Un poème de Mihàlis Ganas commence ainsi :
Το ποίημα έρχεται από μακριά
δεν ξέρεις αν χορεύει ή παραπατάει
Soit, mot-à-mot :
Le poème vient de loin
tu ne sais s'il danse ou titube
Le moment fort, c'est le dernier mot, παραπατάει, prononcé [parapataï], plus expressif encore que notre «tituber». Il y a là une fin tout à fait honorable, et l'on pourrait fort bien garder le mot-à-mot ci-dessus tel quel, en se demandant simplement s'il faut traduire par «tu» ce qui peut aussi bien être un «on». (En ce qui me concerne, je garderais le «tu», plus vivant, d'autant qu'il renforce l'allitération.)
Alors pourquoi changer ? Parce que je voudrais un effet plus marqué encore. Le redoublement des [t], très bien, mais la dégelée de [a] n'a pas d'équivalent vocalique pour l'instant et l'allitération en [s] n'est pas forcément la bienvenue, en ce qu'elle n'est pas spécialement expressive et qu'elle détourne l'attention de l'essentiel.
Et si je remplaçais les [a] par des [an] ? Ces nasales sonores, vibrantes, qui effarouchent certains, seraient appropriées ici.
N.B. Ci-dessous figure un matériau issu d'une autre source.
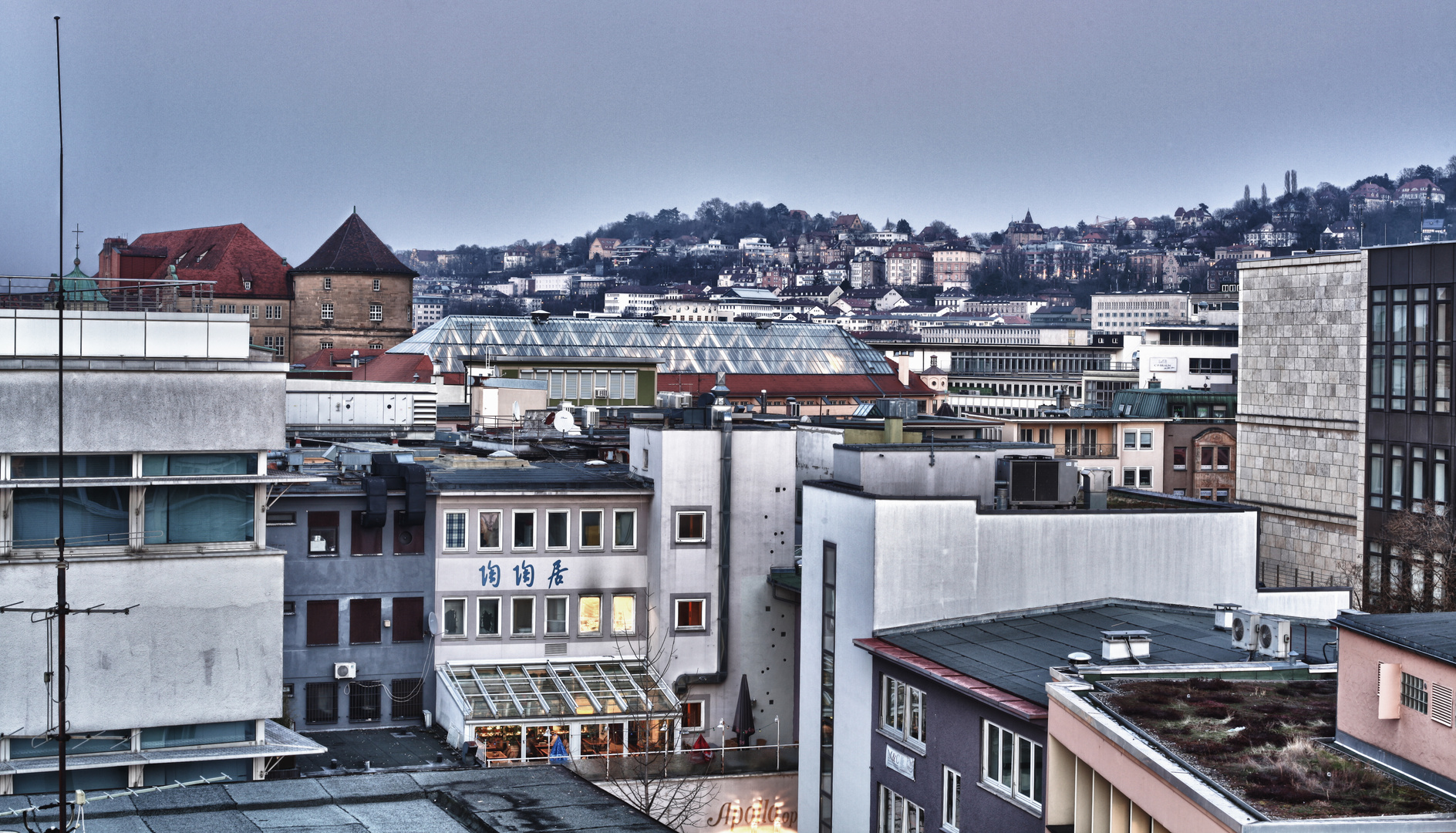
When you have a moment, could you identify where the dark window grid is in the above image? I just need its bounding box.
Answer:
[389,677,425,721]
[390,595,425,642]
[349,599,383,645]
[349,680,384,723]
[305,599,339,645]
[303,683,339,723]
[308,513,339,555]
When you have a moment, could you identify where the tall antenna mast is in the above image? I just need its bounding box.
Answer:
[56,15,68,833]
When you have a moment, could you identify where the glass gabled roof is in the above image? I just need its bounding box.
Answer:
[444,658,679,721]
[389,316,894,374]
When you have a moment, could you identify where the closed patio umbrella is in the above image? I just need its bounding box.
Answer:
[551,735,571,763]
[733,674,759,746]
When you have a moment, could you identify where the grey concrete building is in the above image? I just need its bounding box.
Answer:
[0,309,323,792]
[840,599,1335,833]
[798,443,1348,830]
[267,447,436,731]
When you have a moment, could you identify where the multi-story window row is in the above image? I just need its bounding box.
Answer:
[1364,246,1456,612]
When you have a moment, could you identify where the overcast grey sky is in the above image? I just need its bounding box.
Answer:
[0,0,1456,274]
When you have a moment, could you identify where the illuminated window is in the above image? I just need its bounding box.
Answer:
[612,592,636,636]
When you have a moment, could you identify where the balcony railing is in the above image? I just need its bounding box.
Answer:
[1057,443,1117,459]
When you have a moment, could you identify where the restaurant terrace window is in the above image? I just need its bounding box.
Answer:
[443,659,682,763]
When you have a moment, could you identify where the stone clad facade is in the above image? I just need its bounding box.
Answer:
[1235,252,1369,584]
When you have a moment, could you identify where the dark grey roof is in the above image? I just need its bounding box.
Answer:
[0,766,669,833]
[879,602,1333,705]
[390,316,894,374]
[430,460,652,494]
[1335,613,1456,664]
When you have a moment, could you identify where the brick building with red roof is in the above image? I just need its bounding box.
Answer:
[96,223,292,359]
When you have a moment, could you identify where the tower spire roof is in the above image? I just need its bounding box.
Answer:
[292,211,418,277]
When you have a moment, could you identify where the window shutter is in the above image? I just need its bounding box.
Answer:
[1431,683,1451,727]
[349,511,384,555]
[390,595,425,642]
[305,599,339,645]
[349,599,380,645]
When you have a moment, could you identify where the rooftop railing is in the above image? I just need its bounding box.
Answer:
[0,275,215,312]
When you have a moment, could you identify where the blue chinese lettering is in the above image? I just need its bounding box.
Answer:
[546,558,568,587]
[480,561,504,587]
[511,561,536,587]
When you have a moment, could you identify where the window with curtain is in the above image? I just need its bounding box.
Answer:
[10,454,131,481]
[141,721,258,748]
[15,487,131,549]
[141,454,258,477]
[143,484,254,543]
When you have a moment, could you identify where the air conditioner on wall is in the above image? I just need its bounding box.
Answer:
[1254,616,1294,659]
[1228,610,1259,651]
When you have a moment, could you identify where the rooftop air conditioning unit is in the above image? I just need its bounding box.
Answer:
[1228,610,1259,651]
[996,457,1077,510]
[1254,616,1294,659]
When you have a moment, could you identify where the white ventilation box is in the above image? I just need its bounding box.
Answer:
[1254,616,1294,659]
[1228,610,1259,651]
[1213,602,1239,631]
[1102,631,1153,663]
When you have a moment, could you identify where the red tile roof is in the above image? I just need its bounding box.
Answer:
[130,223,292,298]
[292,214,420,277]
[656,373,936,399]
[854,639,1046,721]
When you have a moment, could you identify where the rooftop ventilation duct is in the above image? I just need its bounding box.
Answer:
[1102,631,1153,663]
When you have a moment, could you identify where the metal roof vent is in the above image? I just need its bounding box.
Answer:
[1102,631,1153,663]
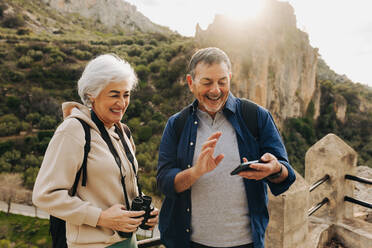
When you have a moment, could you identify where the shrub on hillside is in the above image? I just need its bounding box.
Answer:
[72,49,92,60]
[39,115,57,129]
[27,49,43,61]
[17,55,33,69]
[17,28,31,35]
[0,114,21,136]
[135,65,150,81]
[2,15,26,28]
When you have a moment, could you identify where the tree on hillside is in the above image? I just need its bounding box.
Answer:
[0,173,22,214]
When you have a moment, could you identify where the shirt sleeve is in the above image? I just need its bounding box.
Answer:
[32,120,101,226]
[156,117,182,198]
[258,108,296,195]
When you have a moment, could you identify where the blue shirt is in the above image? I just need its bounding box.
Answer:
[157,93,296,248]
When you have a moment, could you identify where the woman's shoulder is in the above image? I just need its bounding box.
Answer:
[55,117,85,140]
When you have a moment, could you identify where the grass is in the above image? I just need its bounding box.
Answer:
[0,212,52,248]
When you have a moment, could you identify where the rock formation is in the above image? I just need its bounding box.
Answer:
[195,0,320,127]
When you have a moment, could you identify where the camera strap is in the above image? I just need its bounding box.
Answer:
[115,125,142,196]
[91,110,133,210]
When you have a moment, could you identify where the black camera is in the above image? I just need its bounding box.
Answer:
[118,195,155,238]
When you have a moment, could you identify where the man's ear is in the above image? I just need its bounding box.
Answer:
[186,74,193,92]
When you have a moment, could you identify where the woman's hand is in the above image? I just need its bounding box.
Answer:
[97,204,145,232]
[146,208,159,230]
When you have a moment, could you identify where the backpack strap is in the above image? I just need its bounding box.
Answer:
[174,105,191,144]
[240,98,259,140]
[71,118,91,195]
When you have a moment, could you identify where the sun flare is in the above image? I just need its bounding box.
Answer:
[215,0,265,21]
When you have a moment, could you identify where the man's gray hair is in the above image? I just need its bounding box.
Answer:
[78,54,138,107]
[187,47,231,78]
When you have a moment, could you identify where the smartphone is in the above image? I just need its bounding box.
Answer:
[230,160,262,176]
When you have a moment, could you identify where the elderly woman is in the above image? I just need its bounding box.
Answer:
[33,54,158,248]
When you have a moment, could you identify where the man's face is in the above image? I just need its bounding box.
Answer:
[186,62,231,118]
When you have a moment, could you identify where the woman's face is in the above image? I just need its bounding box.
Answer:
[92,81,130,127]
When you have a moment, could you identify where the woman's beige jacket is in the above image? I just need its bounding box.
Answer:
[32,102,138,248]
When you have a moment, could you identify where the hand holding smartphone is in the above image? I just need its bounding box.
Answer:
[230,159,263,176]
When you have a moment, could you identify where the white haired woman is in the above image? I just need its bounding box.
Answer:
[33,54,158,248]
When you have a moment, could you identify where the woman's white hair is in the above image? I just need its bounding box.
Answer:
[78,54,138,107]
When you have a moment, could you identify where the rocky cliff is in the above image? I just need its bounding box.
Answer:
[195,0,320,127]
[43,0,171,33]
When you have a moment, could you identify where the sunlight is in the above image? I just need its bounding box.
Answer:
[218,0,265,21]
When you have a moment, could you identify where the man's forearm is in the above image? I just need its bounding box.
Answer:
[174,167,200,193]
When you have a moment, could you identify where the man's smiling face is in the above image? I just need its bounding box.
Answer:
[186,62,231,118]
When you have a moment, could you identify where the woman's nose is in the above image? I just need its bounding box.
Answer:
[116,97,125,107]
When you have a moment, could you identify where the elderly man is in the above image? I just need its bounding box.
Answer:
[157,47,295,248]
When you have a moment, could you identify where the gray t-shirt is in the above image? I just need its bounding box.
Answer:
[191,110,252,247]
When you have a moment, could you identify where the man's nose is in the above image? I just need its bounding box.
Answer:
[210,83,221,95]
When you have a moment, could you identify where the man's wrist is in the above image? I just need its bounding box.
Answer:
[266,163,283,180]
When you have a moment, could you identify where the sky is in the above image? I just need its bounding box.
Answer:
[125,0,372,87]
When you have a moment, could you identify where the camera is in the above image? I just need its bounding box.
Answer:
[118,195,155,238]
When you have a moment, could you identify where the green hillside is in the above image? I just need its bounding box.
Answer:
[0,0,372,247]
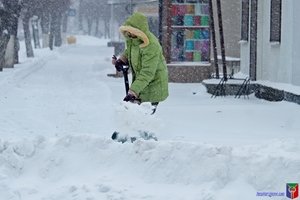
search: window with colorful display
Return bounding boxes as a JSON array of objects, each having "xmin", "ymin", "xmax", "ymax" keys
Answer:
[{"xmin": 171, "ymin": 0, "xmax": 210, "ymax": 62}]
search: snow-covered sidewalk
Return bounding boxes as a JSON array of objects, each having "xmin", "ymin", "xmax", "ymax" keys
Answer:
[{"xmin": 0, "ymin": 36, "xmax": 300, "ymax": 200}]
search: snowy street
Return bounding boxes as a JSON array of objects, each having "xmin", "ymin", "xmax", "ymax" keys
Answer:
[{"xmin": 0, "ymin": 36, "xmax": 300, "ymax": 200}]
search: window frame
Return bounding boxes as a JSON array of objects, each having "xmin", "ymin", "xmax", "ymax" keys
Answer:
[
  {"xmin": 241, "ymin": 0, "xmax": 250, "ymax": 41},
  {"xmin": 270, "ymin": 0, "xmax": 282, "ymax": 43}
]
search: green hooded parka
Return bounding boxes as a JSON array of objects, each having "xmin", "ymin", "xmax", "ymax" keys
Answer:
[{"xmin": 120, "ymin": 12, "xmax": 169, "ymax": 103}]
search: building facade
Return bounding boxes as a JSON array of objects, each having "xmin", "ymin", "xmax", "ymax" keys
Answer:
[{"xmin": 241, "ymin": 0, "xmax": 300, "ymax": 86}]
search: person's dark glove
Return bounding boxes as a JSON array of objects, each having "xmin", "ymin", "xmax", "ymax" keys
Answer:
[
  {"xmin": 115, "ymin": 59, "xmax": 125, "ymax": 72},
  {"xmin": 123, "ymin": 90, "xmax": 140, "ymax": 103},
  {"xmin": 123, "ymin": 94, "xmax": 136, "ymax": 102}
]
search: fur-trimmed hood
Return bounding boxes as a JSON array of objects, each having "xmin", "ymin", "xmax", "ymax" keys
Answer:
[{"xmin": 120, "ymin": 12, "xmax": 150, "ymax": 48}]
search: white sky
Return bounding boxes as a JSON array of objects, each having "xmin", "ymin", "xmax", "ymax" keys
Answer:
[{"xmin": 0, "ymin": 36, "xmax": 300, "ymax": 200}]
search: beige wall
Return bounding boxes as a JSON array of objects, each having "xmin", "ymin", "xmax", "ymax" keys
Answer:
[{"xmin": 213, "ymin": 0, "xmax": 241, "ymax": 58}]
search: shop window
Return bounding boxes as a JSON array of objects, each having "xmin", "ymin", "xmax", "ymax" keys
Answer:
[{"xmin": 171, "ymin": 0, "xmax": 210, "ymax": 62}]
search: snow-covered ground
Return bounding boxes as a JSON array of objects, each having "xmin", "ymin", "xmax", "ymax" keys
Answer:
[{"xmin": 0, "ymin": 36, "xmax": 300, "ymax": 200}]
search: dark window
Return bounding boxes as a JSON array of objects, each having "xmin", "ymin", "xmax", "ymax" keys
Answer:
[
  {"xmin": 241, "ymin": 0, "xmax": 249, "ymax": 41},
  {"xmin": 270, "ymin": 0, "xmax": 282, "ymax": 42}
]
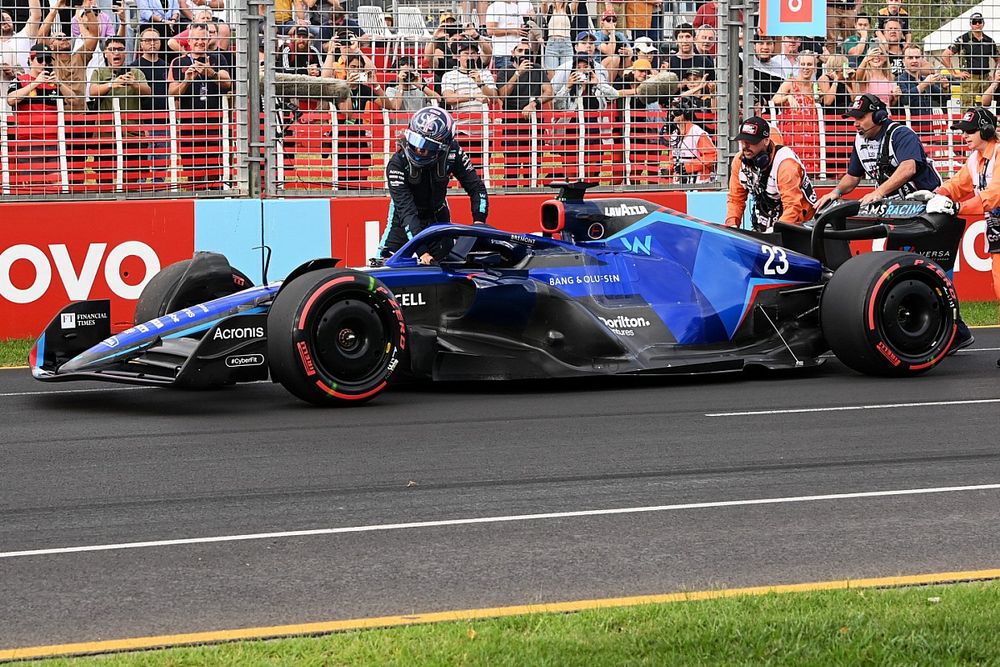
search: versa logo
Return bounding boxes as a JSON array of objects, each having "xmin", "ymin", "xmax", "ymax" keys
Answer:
[{"xmin": 622, "ymin": 234, "xmax": 653, "ymax": 255}]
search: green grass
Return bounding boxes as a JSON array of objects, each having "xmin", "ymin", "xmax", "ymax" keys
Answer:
[
  {"xmin": 962, "ymin": 301, "xmax": 1000, "ymax": 327},
  {"xmin": 21, "ymin": 582, "xmax": 1000, "ymax": 667},
  {"xmin": 0, "ymin": 338, "xmax": 35, "ymax": 366},
  {"xmin": 0, "ymin": 301, "xmax": 997, "ymax": 367}
]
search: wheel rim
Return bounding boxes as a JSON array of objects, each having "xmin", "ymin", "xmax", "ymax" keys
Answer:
[
  {"xmin": 313, "ymin": 295, "xmax": 390, "ymax": 386},
  {"xmin": 879, "ymin": 278, "xmax": 950, "ymax": 360}
]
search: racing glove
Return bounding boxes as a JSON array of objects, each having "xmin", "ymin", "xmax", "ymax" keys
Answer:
[
  {"xmin": 927, "ymin": 195, "xmax": 958, "ymax": 215},
  {"xmin": 903, "ymin": 190, "xmax": 934, "ymax": 201}
]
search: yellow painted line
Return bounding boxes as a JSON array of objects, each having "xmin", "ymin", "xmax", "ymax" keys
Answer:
[{"xmin": 0, "ymin": 569, "xmax": 1000, "ymax": 660}]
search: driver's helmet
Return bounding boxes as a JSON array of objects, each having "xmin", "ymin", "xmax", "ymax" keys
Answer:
[{"xmin": 402, "ymin": 107, "xmax": 455, "ymax": 167}]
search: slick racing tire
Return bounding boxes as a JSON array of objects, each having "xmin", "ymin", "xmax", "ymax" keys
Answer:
[
  {"xmin": 132, "ymin": 253, "xmax": 253, "ymax": 324},
  {"xmin": 820, "ymin": 251, "xmax": 958, "ymax": 377},
  {"xmin": 267, "ymin": 269, "xmax": 406, "ymax": 405}
]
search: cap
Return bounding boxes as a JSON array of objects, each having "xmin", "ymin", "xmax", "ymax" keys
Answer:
[
  {"xmin": 736, "ymin": 116, "xmax": 771, "ymax": 144},
  {"xmin": 841, "ymin": 93, "xmax": 886, "ymax": 118},
  {"xmin": 951, "ymin": 107, "xmax": 997, "ymax": 132},
  {"xmin": 635, "ymin": 37, "xmax": 657, "ymax": 53}
]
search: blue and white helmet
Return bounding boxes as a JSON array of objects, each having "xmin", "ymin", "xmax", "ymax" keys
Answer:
[{"xmin": 402, "ymin": 107, "xmax": 455, "ymax": 167}]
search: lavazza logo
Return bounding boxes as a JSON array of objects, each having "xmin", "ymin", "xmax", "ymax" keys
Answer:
[
  {"xmin": 604, "ymin": 204, "xmax": 649, "ymax": 217},
  {"xmin": 598, "ymin": 315, "xmax": 652, "ymax": 336},
  {"xmin": 212, "ymin": 327, "xmax": 264, "ymax": 340}
]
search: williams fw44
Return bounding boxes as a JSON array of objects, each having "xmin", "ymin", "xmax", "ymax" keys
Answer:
[{"xmin": 30, "ymin": 184, "xmax": 963, "ymax": 405}]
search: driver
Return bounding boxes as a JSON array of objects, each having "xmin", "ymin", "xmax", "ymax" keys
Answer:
[
  {"xmin": 927, "ymin": 107, "xmax": 1000, "ymax": 328},
  {"xmin": 726, "ymin": 116, "xmax": 816, "ymax": 232},
  {"xmin": 371, "ymin": 107, "xmax": 489, "ymax": 266},
  {"xmin": 816, "ymin": 93, "xmax": 941, "ymax": 210}
]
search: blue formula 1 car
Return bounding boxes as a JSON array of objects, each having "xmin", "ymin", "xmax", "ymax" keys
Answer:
[{"xmin": 30, "ymin": 183, "xmax": 964, "ymax": 405}]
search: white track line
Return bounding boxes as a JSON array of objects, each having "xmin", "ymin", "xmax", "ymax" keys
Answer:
[
  {"xmin": 0, "ymin": 484, "xmax": 1000, "ymax": 558},
  {"xmin": 705, "ymin": 398, "xmax": 1000, "ymax": 417}
]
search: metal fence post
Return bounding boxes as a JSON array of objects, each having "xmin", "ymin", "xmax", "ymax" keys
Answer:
[
  {"xmin": 260, "ymin": 0, "xmax": 283, "ymax": 197},
  {"xmin": 244, "ymin": 0, "xmax": 273, "ymax": 197}
]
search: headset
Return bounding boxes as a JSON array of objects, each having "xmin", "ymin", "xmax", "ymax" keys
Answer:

Ce qui donnerait, par exemple :
Le poème vient de loin
dansant (ou) titubant on ne sait
Avec ou sans «ou» ? Avec, on a un vers de neuf syllabes, dont la boiterie fait tituber le rythme, ce qui en principe est opportun. Pourtant je crois que sans le «ou» le rythme régulier de ce vers (huit syllabes), globalement dansant mais boiteux dans ses éléments (2+3+3), donc mi-dansant, mi-titubant, est plus riche, plus juste, tandis que sa syntaxe, plus heurtée, fait légèrement pencher le tout côté boiterie, à juste titre. Oui mais si le début du vers me semble bon, la fin est faiblarde. Comment faire pour la doper ? Et si, pour renforcer l'allitération, on y injectait des [t] ? Par exemple :
Le poème vient de loin
dansant ou titubant peut-être.
Cette fois la musique du vers accompagne mieux l'idée. Je préfère garder le «ou» pour avoir mes huit syllabes.
Comment ? J'ai modifié le sens original ? Le poète n'a pas écrit «peut-être» ? C'est vrai, un prof de version mettrait inex. ou fs dans la marge. Il ne fait pas le même boulot que moi. Il travaille sur des concepts, et moi sur des émotions. Une traduction dite littéraire est pleine de ces erreurs apparentes, qui visent en fait une vérité plus profonde.
Tout ce mal pour une amélioration plutôt infime ? Eh oui. Ce n'est pas raisonnable ? Eh non.